Appropriate topic for posting to the blog for the first time in ages, but I had a lesson in hanging in there today. I’m down to only 2 more classes for the Medical Ethics course I am teaching this summer, and it has been brutal. It is 4 lectures a week and the first time I have taught this course, so I’m still writing the lectures as we go.
Last night I was working on the lecture for today and hit the wonderful realization that there just wasn’t enough material to fill the class period. On top of that, yesterday’s lecture/discussion was one of my weaker ones. It focused on a lot of theory and I didn’t get a chance to bring in some more interesting and humanizing elements to it. So it fell pretty flat.
Coming off that to then find out that I don’t have enough material for today’s lecture was disheartening. Round about midnight, I really wanted to “call in sick” but knew that I couldn’t do that. I have a responsibility and the students pay good money for the course, so I need to do all I can for it. Plus course evaluations are in a couple days and that could leave a bad impression for those. 🙂
But I managed to find another article on a related topic I’ve studied before and figured out a way to tie it in, but I still had a couple doubts. Then, as with a typical night before class, I got about 4 hours of sleep and then was up at 5am to finish up my lecture notes. This is the second time I really, really wanted to just skip class, which is much more difficult when you are teaching it than when you are taking it.

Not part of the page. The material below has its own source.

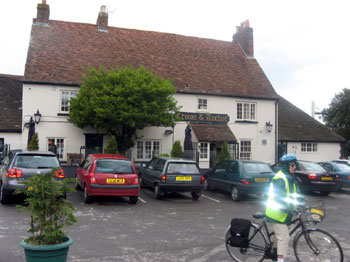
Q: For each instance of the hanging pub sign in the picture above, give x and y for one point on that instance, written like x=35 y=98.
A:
x=204 y=118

As with most mornings, I woke up worrying about money, and despite being able to physically get up and out of bed easily, I am a lost always grumpy in the mornings. On the financial side, my interview last week went decent enough that they asked for a programming code sample and permission for a background/credit check. Being a business ethics professor, I felt dirty approving the credit check for employment, but whatever I gotta do, I’ll do. But until Diana or I have something else, there’s still the fact that I don’t really look forward to pay days because most all of it is already committed to bills and junk. So really I just wind up being a middleman bill paying service rather than someone earning an income. But others have it worse and I’m rambling.
Anyway, point being, this morning I was my usual grumpy self which isn’t real conducive to philosophical thinking and planning, but I trudged on. It was touch and go a few times, especially when Kalika decided to start knocking things down to get my attention. They say nonhuman animals don’t generalize well (learn something in one situation and apply it to another), but Kalika is definitely well generalized in the “I can knock random things off of all kinds of surfaces to be annoying!”
But I finished prep, taught class, and it actually went quite well. Today was more of a lecture than discussion, but most people seemed interested and I felt more animated than some of my other “flop” lectures. As a bonus, I got several to admit that Evil Un-American Socialist Health Care might be a good thing. (Actually I keep forgetting that most of these students are probably still on parents’ insurance or at most switched to university student plans. I was surprised that most of them had little idea that our health care system is the worst among developed nations, and even worse than many poor countries as well despite spending as much as the rest of the world combined. Guess when you are my age you have already seen the dark underbelly of American health care and it’s hard to remember others haven’t been denied coverage because of clerical error, or had to sort out a medical bill that arrives 2 and a half years later, or had the paranoia of no coverage.)
But I’m lecturing again. Moral of the story: Keep hanging in there. Sometimes it’s rough and you really don’t want to keep going, but just keep walking and eventually you will get through it. Today a lecture that I really, really wanted to skip turned out just fine.
That’s usually how it goes. The things you really don’t look forward to turn out to be better than expected.